Qué hacer en Fallas para vivir la fiesta como un valenciano
Quienes visitan la ciudad durante marzo descubren rápidamente que las Fallas son mucho más que los monumentos. La programación se extiende durante semanas y ofrece experiencias únicas para quienes desean sumergirse en las grandes fiestas de Valencia. Uno de los actos más populares es la mascletà. A las dos de la tarde, miles de personas se reúnen para asistir a un espectáculo sonoro donde la pólvora es la auténtica protagonista. El ruido alcanza niveles impresionantes y forma parte de una tradición profundamente arraigada en la cultura valenciana.
Otro momento clave es la Plantà. En esas horas frenéticas, los artistas y las comisiones trabajan contrarreloj para que todos los monumentos estén terminados antes de la inspección del jurado.
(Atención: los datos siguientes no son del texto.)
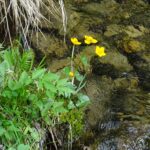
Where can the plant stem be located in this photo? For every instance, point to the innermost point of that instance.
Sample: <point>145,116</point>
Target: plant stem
<point>72,62</point>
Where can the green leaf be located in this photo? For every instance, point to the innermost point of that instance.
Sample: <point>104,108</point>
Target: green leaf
<point>50,77</point>
<point>50,87</point>
<point>58,107</point>
<point>14,85</point>
<point>38,73</point>
<point>83,100</point>
<point>84,60</point>
<point>23,147</point>
<point>25,78</point>
<point>2,131</point>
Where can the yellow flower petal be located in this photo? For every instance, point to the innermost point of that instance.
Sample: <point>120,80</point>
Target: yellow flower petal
<point>90,40</point>
<point>71,74</point>
<point>87,42</point>
<point>75,41</point>
<point>100,51</point>
<point>94,41</point>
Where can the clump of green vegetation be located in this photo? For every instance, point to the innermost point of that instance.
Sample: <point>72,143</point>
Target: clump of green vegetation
<point>34,101</point>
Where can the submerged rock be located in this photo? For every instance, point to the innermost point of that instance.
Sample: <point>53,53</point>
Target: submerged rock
<point>114,64</point>
<point>132,46</point>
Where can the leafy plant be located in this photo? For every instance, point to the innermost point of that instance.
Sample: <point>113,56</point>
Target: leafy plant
<point>33,100</point>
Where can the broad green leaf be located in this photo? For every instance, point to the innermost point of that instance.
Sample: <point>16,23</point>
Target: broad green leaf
<point>58,107</point>
<point>25,78</point>
<point>38,73</point>
<point>83,100</point>
<point>49,86</point>
<point>14,85</point>
<point>84,60</point>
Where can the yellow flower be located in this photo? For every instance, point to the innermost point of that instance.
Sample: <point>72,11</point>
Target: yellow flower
<point>75,41</point>
<point>100,51</point>
<point>71,74</point>
<point>90,40</point>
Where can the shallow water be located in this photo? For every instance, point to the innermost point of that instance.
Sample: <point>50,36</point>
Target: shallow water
<point>119,115</point>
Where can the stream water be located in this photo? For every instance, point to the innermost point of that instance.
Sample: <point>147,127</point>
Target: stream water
<point>118,117</point>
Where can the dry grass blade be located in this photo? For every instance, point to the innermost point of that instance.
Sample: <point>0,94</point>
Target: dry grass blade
<point>19,15</point>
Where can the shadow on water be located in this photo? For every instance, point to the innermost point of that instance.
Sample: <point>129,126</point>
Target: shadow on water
<point>119,115</point>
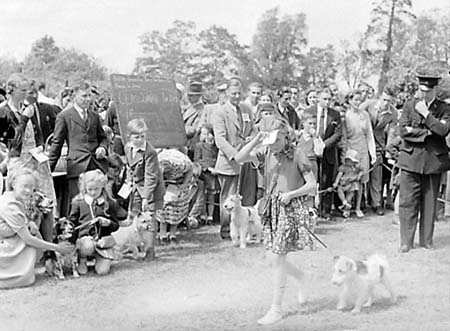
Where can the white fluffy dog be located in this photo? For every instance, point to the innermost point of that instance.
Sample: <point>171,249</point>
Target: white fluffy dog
<point>137,239</point>
<point>358,278</point>
<point>245,222</point>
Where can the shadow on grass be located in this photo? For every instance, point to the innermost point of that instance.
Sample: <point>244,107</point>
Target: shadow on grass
<point>441,241</point>
<point>327,229</point>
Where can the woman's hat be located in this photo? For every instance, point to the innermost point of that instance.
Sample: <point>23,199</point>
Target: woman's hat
<point>427,82</point>
<point>352,155</point>
<point>195,88</point>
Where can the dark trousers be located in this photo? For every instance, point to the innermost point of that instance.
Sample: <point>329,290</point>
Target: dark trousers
<point>73,184</point>
<point>248,184</point>
<point>376,185</point>
<point>418,194</point>
<point>326,178</point>
<point>228,187</point>
<point>197,203</point>
<point>46,228</point>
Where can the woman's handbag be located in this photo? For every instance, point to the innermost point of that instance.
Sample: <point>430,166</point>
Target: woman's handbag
<point>265,204</point>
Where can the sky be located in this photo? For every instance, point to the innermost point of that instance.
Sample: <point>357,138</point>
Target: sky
<point>109,30</point>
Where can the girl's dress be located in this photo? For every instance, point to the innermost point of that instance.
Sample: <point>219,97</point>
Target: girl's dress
<point>175,166</point>
<point>288,228</point>
<point>358,131</point>
<point>26,160</point>
<point>17,260</point>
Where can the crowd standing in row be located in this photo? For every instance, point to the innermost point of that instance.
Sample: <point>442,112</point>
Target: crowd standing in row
<point>332,153</point>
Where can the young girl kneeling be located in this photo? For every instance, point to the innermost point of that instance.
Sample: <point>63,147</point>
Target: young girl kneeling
<point>96,214</point>
<point>291,189</point>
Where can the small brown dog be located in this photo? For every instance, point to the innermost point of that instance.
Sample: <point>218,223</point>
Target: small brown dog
<point>358,279</point>
<point>38,206</point>
<point>64,231</point>
<point>136,240</point>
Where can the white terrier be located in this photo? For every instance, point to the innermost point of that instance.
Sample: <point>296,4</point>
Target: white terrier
<point>137,239</point>
<point>245,221</point>
<point>358,278</point>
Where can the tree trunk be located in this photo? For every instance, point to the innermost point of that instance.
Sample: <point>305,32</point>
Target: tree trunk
<point>387,53</point>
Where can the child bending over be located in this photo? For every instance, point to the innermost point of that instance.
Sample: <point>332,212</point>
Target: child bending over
<point>348,180</point>
<point>95,212</point>
<point>144,176</point>
<point>205,154</point>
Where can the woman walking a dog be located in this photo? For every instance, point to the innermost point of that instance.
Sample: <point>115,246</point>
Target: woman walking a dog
<point>290,190</point>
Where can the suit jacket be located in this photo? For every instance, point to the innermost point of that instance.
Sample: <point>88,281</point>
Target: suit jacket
<point>424,149</point>
<point>230,136</point>
<point>195,116</point>
<point>47,118</point>
<point>145,174</point>
<point>12,129</point>
<point>82,141</point>
<point>332,134</point>
<point>382,122</point>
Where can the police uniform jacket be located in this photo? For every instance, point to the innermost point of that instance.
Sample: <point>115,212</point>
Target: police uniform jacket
<point>423,148</point>
<point>82,137</point>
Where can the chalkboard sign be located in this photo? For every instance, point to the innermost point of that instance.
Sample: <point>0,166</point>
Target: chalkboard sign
<point>154,100</point>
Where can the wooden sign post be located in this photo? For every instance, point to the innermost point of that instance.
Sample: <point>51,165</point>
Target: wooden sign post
<point>155,101</point>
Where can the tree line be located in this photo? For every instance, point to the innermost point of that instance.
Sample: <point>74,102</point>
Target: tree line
<point>395,43</point>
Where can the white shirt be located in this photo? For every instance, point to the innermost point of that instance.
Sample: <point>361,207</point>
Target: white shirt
<point>80,110</point>
<point>44,99</point>
<point>319,114</point>
<point>14,109</point>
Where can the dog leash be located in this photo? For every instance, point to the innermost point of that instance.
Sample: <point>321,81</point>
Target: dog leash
<point>315,236</point>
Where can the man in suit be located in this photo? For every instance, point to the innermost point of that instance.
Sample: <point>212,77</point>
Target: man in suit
<point>329,129</point>
<point>232,124</point>
<point>285,109</point>
<point>87,143</point>
<point>424,124</point>
<point>383,117</point>
<point>254,91</point>
<point>195,115</point>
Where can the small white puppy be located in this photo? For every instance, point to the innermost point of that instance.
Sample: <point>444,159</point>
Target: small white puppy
<point>358,278</point>
<point>136,240</point>
<point>245,221</point>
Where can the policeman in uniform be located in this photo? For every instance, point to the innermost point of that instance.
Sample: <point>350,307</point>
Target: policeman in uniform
<point>424,124</point>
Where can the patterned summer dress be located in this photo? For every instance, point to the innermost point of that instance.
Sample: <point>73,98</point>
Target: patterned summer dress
<point>174,166</point>
<point>290,225</point>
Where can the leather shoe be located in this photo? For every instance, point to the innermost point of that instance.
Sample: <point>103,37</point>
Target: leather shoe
<point>404,249</point>
<point>379,211</point>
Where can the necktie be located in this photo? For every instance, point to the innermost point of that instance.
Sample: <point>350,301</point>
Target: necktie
<point>322,123</point>
<point>85,117</point>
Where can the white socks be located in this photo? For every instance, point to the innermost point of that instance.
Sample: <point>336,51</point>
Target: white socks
<point>272,316</point>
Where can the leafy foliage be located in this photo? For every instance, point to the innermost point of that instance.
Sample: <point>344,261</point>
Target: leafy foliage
<point>277,48</point>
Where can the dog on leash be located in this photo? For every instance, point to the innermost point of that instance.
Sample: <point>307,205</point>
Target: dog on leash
<point>38,206</point>
<point>357,280</point>
<point>245,222</point>
<point>136,240</point>
<point>55,266</point>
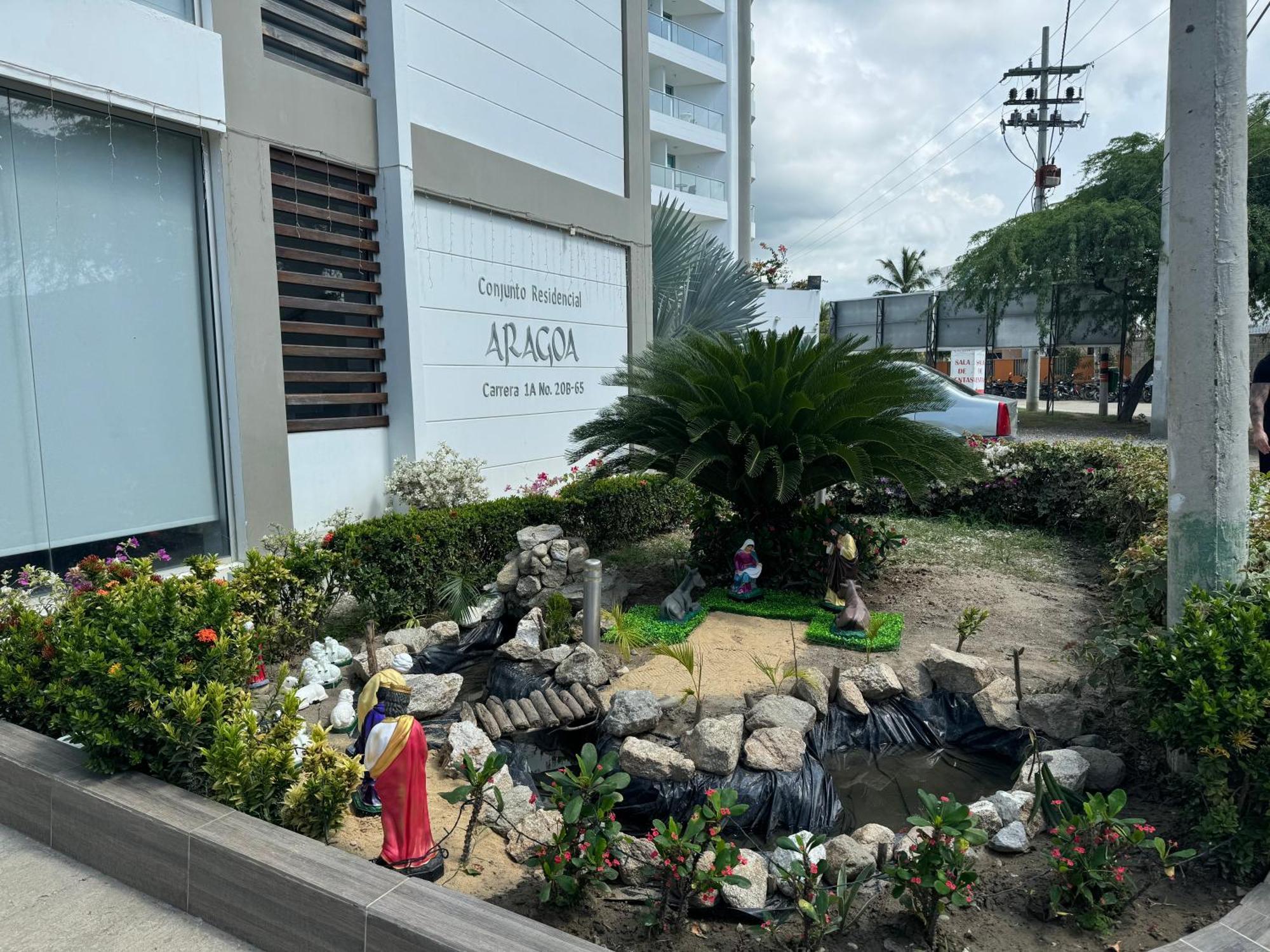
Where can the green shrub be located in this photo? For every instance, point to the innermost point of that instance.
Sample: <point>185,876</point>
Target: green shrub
<point>1203,690</point>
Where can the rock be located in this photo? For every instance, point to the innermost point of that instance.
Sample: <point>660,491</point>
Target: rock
<point>813,687</point>
<point>957,672</point>
<point>714,743</point>
<point>432,695</point>
<point>413,640</point>
<point>850,697</point>
<point>782,711</point>
<point>1107,770</point>
<point>1057,717</point>
<point>553,657</point>
<point>848,854</point>
<point>638,865</point>
<point>874,835</point>
<point>582,667</point>
<point>507,577</point>
<point>528,587</point>
<point>752,866</point>
<point>384,653</point>
<point>998,705</point>
<point>775,750</point>
<point>1012,838</point>
<point>877,681</point>
<point>986,813</point>
<point>1069,767</point>
<point>444,631</point>
<point>540,827</point>
<point>655,762</point>
<point>465,738</point>
<point>915,680</point>
<point>534,536</point>
<point>633,713</point>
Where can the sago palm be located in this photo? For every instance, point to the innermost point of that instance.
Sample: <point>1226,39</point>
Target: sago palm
<point>909,276</point>
<point>765,421</point>
<point>698,285</point>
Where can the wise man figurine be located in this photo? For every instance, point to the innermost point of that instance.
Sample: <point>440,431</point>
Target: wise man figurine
<point>397,757</point>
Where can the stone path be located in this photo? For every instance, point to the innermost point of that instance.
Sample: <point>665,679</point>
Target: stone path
<point>1247,929</point>
<point>54,904</point>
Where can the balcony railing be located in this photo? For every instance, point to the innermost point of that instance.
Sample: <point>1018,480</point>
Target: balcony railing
<point>689,182</point>
<point>685,37</point>
<point>684,110</point>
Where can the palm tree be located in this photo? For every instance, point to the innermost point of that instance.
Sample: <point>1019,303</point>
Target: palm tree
<point>765,421</point>
<point>698,285</point>
<point>910,276</point>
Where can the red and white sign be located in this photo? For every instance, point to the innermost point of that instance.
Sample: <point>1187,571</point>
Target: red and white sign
<point>970,367</point>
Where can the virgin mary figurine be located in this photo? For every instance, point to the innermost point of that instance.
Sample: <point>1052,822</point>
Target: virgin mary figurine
<point>746,569</point>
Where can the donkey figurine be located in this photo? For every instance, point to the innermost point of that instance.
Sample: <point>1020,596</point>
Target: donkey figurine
<point>680,605</point>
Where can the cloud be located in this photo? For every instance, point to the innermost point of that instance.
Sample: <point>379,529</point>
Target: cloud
<point>846,89</point>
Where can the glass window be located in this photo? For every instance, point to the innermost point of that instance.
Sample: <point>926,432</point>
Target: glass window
<point>105,351</point>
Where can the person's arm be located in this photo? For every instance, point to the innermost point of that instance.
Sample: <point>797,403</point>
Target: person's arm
<point>1258,395</point>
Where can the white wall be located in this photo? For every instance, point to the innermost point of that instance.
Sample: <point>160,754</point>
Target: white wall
<point>537,81</point>
<point>116,53</point>
<point>515,411</point>
<point>336,469</point>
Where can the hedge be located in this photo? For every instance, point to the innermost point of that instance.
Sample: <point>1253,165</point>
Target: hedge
<point>398,563</point>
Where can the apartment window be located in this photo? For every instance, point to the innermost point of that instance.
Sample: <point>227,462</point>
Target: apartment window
<point>328,294</point>
<point>111,422</point>
<point>326,36</point>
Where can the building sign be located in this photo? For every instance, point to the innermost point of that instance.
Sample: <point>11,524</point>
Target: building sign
<point>970,367</point>
<point>520,324</point>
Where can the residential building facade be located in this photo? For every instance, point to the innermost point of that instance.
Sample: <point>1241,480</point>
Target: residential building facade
<point>255,251</point>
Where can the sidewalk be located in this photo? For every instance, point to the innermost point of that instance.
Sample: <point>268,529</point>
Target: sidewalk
<point>54,904</point>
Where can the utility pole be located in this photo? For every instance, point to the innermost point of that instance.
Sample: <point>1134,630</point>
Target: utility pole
<point>1045,114</point>
<point>1208,296</point>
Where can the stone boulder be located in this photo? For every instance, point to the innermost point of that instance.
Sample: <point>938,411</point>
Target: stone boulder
<point>998,705</point>
<point>877,681</point>
<point>848,854</point>
<point>1012,838</point>
<point>958,672</point>
<point>655,762</point>
<point>413,640</point>
<point>538,828</point>
<point>850,699</point>
<point>633,713</point>
<point>1057,717</point>
<point>775,750</point>
<point>432,695</point>
<point>1107,770</point>
<point>582,667</point>
<point>714,743</point>
<point>813,687</point>
<point>533,536</point>
<point>782,711</point>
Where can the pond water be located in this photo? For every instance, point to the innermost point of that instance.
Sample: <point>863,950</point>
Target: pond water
<point>882,788</point>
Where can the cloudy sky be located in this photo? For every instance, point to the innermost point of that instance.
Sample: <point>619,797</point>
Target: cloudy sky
<point>845,89</point>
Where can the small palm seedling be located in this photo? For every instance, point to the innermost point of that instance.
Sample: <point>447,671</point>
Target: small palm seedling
<point>970,624</point>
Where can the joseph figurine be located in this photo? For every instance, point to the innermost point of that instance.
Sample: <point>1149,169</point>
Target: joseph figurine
<point>841,565</point>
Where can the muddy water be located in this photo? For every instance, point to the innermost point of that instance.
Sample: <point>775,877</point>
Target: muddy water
<point>883,788</point>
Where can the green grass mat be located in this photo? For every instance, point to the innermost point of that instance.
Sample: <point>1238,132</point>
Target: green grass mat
<point>784,606</point>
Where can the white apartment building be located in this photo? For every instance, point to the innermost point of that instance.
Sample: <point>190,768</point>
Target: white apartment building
<point>700,114</point>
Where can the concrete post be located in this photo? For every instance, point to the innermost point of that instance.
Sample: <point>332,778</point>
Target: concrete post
<point>592,574</point>
<point>1034,379</point>
<point>1208,298</point>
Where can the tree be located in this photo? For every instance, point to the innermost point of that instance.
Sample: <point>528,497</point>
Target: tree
<point>910,276</point>
<point>698,285</point>
<point>765,421</point>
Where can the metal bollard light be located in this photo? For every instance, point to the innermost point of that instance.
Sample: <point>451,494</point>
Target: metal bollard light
<point>592,573</point>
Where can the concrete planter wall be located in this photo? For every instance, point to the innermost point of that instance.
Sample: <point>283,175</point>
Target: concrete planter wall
<point>264,884</point>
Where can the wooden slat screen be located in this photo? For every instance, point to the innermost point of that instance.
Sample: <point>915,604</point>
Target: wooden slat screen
<point>328,36</point>
<point>328,294</point>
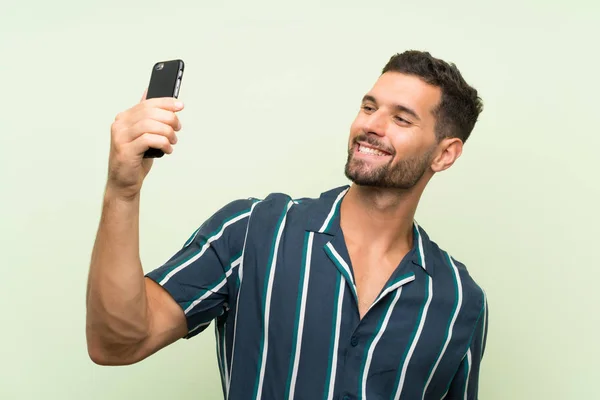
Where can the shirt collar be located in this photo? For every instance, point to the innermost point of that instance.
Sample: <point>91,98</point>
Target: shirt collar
<point>324,218</point>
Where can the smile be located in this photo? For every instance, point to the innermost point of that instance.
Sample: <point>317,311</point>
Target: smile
<point>371,151</point>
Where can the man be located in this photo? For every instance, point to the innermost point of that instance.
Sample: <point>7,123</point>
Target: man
<point>340,297</point>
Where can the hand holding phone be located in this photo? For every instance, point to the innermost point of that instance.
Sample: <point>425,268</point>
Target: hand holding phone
<point>165,81</point>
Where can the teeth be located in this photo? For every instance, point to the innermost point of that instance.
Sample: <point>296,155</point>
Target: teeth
<point>368,150</point>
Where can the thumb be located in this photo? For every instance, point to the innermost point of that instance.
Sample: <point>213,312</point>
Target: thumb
<point>144,95</point>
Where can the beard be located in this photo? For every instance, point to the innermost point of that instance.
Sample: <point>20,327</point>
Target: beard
<point>403,174</point>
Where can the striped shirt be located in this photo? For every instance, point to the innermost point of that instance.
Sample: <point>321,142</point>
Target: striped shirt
<point>275,277</point>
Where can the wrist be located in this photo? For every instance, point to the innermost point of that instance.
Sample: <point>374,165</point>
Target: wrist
<point>112,193</point>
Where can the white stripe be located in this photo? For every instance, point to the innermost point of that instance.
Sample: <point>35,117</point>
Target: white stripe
<point>484,324</point>
<point>302,312</point>
<point>451,327</point>
<point>240,275</point>
<point>336,341</point>
<point>341,261</point>
<point>332,211</point>
<point>268,304</point>
<point>206,246</point>
<point>415,340</point>
<point>468,373</point>
<point>191,239</point>
<point>214,289</point>
<point>375,341</point>
<point>393,287</point>
<point>220,358</point>
<point>200,326</point>
<point>421,252</point>
<point>225,357</point>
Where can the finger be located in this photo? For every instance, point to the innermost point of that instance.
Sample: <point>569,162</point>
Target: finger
<point>149,140</point>
<point>144,95</point>
<point>166,103</point>
<point>153,127</point>
<point>157,114</point>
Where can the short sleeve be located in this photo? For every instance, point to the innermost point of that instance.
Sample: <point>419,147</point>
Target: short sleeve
<point>465,384</point>
<point>198,275</point>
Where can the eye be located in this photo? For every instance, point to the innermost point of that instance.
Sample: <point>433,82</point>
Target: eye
<point>401,120</point>
<point>368,108</point>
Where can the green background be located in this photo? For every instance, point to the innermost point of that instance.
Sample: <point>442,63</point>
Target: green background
<point>270,91</point>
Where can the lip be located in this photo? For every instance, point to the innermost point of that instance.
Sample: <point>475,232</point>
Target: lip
<point>362,144</point>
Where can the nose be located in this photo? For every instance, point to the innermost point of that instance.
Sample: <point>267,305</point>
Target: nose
<point>375,124</point>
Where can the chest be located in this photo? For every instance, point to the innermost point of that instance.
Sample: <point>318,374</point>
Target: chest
<point>371,273</point>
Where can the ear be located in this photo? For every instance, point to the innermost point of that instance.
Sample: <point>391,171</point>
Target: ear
<point>449,151</point>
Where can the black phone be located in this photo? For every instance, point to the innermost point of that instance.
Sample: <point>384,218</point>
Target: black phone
<point>165,81</point>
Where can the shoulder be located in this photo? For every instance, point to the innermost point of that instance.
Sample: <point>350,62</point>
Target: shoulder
<point>454,272</point>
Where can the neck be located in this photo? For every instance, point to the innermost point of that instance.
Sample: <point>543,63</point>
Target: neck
<point>381,218</point>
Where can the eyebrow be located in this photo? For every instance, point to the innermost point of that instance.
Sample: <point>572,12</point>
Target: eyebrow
<point>397,107</point>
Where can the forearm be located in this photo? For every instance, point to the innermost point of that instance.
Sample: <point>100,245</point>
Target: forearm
<point>117,310</point>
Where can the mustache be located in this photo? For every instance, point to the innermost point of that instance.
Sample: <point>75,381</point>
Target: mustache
<point>370,140</point>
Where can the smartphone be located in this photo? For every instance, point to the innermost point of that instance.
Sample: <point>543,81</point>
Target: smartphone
<point>165,81</point>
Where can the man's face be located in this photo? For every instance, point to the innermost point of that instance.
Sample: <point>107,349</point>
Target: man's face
<point>392,139</point>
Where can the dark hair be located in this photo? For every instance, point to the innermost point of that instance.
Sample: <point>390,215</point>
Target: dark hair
<point>460,105</point>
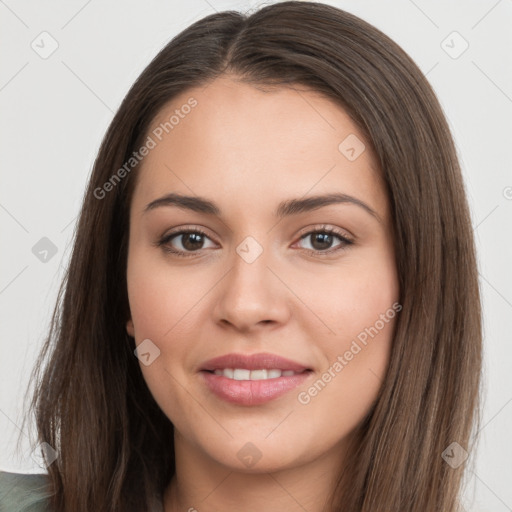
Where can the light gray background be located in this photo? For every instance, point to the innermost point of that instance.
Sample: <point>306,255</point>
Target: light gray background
<point>56,110</point>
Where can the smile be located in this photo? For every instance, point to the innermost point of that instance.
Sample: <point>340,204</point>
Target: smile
<point>244,374</point>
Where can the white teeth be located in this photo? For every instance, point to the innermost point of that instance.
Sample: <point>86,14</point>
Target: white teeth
<point>243,374</point>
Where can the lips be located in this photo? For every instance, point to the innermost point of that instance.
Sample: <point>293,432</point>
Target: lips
<point>250,380</point>
<point>262,361</point>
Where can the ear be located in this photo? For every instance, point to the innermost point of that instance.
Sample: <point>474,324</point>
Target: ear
<point>129,328</point>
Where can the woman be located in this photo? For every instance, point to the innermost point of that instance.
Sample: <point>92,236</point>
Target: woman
<point>272,300</point>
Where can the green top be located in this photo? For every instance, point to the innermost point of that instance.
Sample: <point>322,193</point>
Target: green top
<point>23,493</point>
<point>28,493</point>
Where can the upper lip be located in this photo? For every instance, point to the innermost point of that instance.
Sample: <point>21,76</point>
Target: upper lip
<point>252,362</point>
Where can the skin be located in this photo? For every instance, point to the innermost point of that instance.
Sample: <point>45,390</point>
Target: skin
<point>247,150</point>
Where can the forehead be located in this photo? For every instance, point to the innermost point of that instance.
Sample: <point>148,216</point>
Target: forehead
<point>239,142</point>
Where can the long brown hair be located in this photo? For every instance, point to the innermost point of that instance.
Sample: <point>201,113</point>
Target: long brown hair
<point>114,444</point>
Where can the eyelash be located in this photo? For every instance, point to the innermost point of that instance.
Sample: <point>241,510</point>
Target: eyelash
<point>318,229</point>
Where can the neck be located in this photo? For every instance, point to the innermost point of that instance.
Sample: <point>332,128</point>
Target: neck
<point>201,484</point>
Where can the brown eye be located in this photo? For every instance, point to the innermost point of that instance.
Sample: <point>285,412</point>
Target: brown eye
<point>322,241</point>
<point>184,242</point>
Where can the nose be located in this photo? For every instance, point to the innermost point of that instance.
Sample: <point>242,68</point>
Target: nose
<point>251,296</point>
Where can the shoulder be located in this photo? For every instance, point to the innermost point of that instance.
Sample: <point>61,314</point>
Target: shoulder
<point>23,493</point>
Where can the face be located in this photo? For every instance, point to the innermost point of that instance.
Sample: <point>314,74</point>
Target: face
<point>251,272</point>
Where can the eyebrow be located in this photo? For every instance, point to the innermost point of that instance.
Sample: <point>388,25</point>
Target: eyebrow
<point>284,209</point>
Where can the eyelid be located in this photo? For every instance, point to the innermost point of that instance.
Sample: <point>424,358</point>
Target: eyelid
<point>346,240</point>
<point>343,233</point>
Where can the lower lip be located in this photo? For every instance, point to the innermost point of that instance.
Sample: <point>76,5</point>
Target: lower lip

Es también el momento en que la ciudad se transforma definitivamente y las calles muestran por primera vez el resultado de meses de trabajo.
La entrega de premios, la Ofrenda floral a la Virgen de los Desamparados y la Cremà completan una programación que atrae cada año a cientos de miles de visitantes. Este último acto representa el final de la fiesta y mantiene viva la esencia de aquella antigua tradición de los carpinteros: el fuego vuelve a consumir las creaciones para cerrar un ciclo y permitir que todo vuelva a comenzar.
Quizá ahí resida el verdadero encanto de las Fallas: en recordar que detrás de los monumentos gigantescos, de los espectáculos de pólvora y del reconocimiento como Patrimonio de la UNESCO, sigue existiendo la misma idea que impulsó a los carpinteros valencianos hace siglos. La voluntad de despedir una etapa, celebrar la llegada de otra nueva y reunirse alrededor del fuego para compartir una tradición que continúa evolucionando sin olvidar sus raíces.